While mainly concentrating on 1995, the book also delves into the WWF’s various lawsuits of the early 1990s, the steroid trial initiated by the United States government and McMahon’s struggle to compete with WCW signing away his brightest stars. There’s even a portion dedicated to the long rumored Randy Savage/Stephanie McMahon scandal, calling attention to whether or not anything actually transpired between the two. Hard evidence is given through quotes from those who were backstage during the time and an eerily specific rant given from Savage himself seemed to give it credence.
For hardcore fans like myself, there may not be much in here you don’t already know. However, it does reinforce how horrific the morale was among the workers backstage. A group known as “The Kliq” comprised of top stars Shawn Michaels, Kevin “Diesel” Nash, Scott “Razor Ramon” Hall, Sean “1,2,3 Kid” Waltman and Paul “Triple H” Levesque continually occupied the top of the card, thus receiving large payouts and creating a glass ceiling of sorts for those hoping to ascend to main event status.

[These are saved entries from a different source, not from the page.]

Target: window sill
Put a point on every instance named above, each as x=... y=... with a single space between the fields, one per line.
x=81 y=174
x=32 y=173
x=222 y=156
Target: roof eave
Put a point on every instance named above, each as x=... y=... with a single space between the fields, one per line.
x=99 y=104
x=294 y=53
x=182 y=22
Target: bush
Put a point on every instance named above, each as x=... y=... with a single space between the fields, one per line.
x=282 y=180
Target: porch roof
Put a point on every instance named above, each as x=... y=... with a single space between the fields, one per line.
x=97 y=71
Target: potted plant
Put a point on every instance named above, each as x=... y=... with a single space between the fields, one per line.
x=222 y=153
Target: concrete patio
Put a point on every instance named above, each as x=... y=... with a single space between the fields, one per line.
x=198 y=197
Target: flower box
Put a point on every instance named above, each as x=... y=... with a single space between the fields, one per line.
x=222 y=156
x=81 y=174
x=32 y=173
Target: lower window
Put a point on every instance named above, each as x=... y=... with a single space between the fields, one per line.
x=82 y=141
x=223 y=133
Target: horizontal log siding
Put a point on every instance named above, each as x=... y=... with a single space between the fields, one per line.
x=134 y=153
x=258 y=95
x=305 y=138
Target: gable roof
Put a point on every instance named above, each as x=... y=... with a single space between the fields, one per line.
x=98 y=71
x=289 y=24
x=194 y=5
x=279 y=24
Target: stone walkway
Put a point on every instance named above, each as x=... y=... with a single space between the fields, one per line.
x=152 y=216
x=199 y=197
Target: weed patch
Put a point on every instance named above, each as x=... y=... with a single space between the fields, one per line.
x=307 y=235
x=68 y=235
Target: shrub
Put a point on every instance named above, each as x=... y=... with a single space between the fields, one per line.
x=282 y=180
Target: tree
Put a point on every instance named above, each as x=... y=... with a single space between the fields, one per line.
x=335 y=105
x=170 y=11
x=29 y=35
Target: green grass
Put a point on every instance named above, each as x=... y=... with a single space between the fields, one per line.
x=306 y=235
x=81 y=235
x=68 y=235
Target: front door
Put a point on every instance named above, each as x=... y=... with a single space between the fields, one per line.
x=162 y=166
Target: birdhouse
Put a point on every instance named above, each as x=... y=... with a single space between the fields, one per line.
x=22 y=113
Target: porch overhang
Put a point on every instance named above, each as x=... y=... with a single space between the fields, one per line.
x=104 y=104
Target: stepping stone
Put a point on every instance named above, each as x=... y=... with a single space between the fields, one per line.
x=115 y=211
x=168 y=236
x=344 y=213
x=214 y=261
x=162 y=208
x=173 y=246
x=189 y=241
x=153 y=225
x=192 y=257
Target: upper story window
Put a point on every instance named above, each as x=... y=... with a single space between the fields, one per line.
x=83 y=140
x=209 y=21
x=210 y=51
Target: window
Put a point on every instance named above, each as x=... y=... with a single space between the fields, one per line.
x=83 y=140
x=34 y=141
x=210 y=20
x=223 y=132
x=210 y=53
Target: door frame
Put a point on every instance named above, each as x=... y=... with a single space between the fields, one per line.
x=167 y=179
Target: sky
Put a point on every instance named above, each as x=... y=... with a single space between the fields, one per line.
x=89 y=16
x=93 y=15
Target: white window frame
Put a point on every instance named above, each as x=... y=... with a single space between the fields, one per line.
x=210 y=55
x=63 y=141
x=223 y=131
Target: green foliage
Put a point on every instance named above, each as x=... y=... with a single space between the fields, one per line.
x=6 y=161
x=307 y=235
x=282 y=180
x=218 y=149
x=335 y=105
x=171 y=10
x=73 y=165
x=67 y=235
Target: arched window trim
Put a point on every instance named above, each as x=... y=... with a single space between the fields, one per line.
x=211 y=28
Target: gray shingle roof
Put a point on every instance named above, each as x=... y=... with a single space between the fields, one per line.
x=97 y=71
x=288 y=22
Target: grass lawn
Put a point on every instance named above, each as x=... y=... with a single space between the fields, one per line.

Of those comprising The Kliq, Shawn Michaels was without a doubt the worst of the bunch. If the man hadn’t been so undeniably talented, there’s no way he could have gotten away with half of what he did. Seemingly all of the events that occurred within the company during that period either ended or started with Michaels “losing his temper”. The gang would terrorize others backstage, sabotage matches if they happened to be working with a performer they didn’t like as well as constantly having the ear of McMahon lobbying to remain on top. The atmosphere became so bad that a rival group was formed under the guidance of locker room veteran Mark “The Undertaker” Calaway, whose chief job would be to police the Kliq making sure things never came to the point of violence.
Dixon’s book is tightly researched taking content from shoots (interviews with a performer out of character), podcasts, memoirs and documentaries (all of which are cited in the rear of the book). Dixon even had Jim Cornette, a man at the forefront of the madness in 1995, write the foreword. Recommended to me through what could be considered an excellent companion podcast, The New Generation Project Podcast, “Titan Sinking” is a great look at a difficult time for what is now the gold standard of wrestling.